Creole Tomato Festival

Festival Season in Full Swing

Three weekends at home and a festival for each. New Orleans is always buzzing, and summer means festivals. Food, crafts and music draw both locals and tourists.

Memorial Day weekend is home to the New Orelans Greek Festival every year. 2013 was the fest’s 40 anniversary and the first year I participated in their annual 5k. Grape leaves, gyros, spanakopita and baklava sundaes were just some of the traditional foods served and eaten at the festival. Rachel and I probably ate whatever we burned in the race, but it was totally worth it. Hot and humid is just part of the deal for summer in south Louisiana, and Greek Fest wasn’t an exception. I was happy I ran, so I had an excuse to look less than stunning.

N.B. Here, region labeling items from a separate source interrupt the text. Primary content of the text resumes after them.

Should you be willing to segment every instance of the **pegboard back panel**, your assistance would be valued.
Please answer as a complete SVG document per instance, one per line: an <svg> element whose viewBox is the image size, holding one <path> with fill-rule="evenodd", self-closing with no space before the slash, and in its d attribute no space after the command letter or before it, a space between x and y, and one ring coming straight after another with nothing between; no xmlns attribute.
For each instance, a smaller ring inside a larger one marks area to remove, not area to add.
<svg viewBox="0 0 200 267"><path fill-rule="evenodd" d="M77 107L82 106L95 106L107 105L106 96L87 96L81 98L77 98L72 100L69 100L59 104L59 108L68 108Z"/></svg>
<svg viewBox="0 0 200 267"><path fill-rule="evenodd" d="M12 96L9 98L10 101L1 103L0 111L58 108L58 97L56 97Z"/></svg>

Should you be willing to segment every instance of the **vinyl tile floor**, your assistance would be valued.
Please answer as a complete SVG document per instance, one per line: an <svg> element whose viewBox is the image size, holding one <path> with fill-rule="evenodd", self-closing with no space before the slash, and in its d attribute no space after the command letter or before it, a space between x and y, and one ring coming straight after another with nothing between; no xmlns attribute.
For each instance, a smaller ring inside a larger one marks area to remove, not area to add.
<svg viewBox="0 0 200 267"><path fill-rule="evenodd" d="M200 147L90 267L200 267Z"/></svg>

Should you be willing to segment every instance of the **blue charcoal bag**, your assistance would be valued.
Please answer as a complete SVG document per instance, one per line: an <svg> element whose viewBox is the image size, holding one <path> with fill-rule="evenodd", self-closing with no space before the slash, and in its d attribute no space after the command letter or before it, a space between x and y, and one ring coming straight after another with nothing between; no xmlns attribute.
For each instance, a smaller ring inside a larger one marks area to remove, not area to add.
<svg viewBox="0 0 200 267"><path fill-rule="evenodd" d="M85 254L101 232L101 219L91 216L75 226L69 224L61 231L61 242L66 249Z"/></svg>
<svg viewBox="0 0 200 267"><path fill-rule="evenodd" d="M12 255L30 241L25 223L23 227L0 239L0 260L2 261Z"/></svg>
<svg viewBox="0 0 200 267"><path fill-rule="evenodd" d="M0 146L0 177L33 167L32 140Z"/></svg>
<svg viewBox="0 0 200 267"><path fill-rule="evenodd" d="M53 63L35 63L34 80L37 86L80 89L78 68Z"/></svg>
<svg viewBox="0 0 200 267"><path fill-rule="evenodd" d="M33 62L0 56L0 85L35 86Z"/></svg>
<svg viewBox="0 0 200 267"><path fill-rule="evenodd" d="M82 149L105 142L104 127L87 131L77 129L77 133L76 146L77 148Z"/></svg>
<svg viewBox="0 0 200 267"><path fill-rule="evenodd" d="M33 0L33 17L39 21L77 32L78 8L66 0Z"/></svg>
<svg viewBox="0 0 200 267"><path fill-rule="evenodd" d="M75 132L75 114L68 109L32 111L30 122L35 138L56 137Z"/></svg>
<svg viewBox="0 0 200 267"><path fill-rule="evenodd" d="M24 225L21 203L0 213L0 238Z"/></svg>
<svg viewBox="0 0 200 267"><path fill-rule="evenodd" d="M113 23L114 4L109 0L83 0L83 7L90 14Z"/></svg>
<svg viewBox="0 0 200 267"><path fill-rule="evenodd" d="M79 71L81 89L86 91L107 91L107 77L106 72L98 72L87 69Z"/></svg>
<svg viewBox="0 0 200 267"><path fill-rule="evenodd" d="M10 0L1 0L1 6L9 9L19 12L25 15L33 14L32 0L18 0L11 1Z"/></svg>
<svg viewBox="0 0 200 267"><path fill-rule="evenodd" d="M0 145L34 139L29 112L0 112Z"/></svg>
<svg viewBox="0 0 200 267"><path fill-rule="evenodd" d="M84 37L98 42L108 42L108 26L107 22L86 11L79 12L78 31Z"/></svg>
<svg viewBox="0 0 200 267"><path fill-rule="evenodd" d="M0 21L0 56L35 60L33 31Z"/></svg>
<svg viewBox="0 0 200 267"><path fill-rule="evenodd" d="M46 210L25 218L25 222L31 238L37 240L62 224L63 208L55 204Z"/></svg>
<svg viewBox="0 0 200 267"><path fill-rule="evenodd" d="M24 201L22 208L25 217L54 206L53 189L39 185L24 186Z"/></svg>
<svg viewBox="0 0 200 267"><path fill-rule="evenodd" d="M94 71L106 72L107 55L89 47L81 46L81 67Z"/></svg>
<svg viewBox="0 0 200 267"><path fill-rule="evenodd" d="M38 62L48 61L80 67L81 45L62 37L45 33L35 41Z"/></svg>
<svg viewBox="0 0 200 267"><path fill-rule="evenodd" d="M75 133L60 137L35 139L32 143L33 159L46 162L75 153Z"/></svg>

New Orleans Oyster Festival was the next weekend at Woldenberg Park on the Mississippi River.  It was the festival’s fifth year and my second year attending. I ate my first oyster there last year, and understood the addiction. Raw, charbroiled or fried, New Orleans restaurants pulled out all the stops creating original oyster dishes. Andrea’s oyster ravioli and Bourbon House’s barbecue oyster poboy were my two favorites this year. Since it’s so close to the quarter, and we were desperate for air conditioning after two hours outside, downtown shopping was another perk of the weekend. Although, trying on clothes after all of that food might not have been our best idea.

The Creole Tomato and Cajun-Zydeco Festivals take place side by side in the French Market and the Old Mint downtown. Fried Green Tomatoes were a must, but the creole tomato lemonade was the most surprising, and delicious, treat of the weekend. After eating our way through the French Market, we made our way to the Mint to listen to Bruce Daigrepont and find some shade.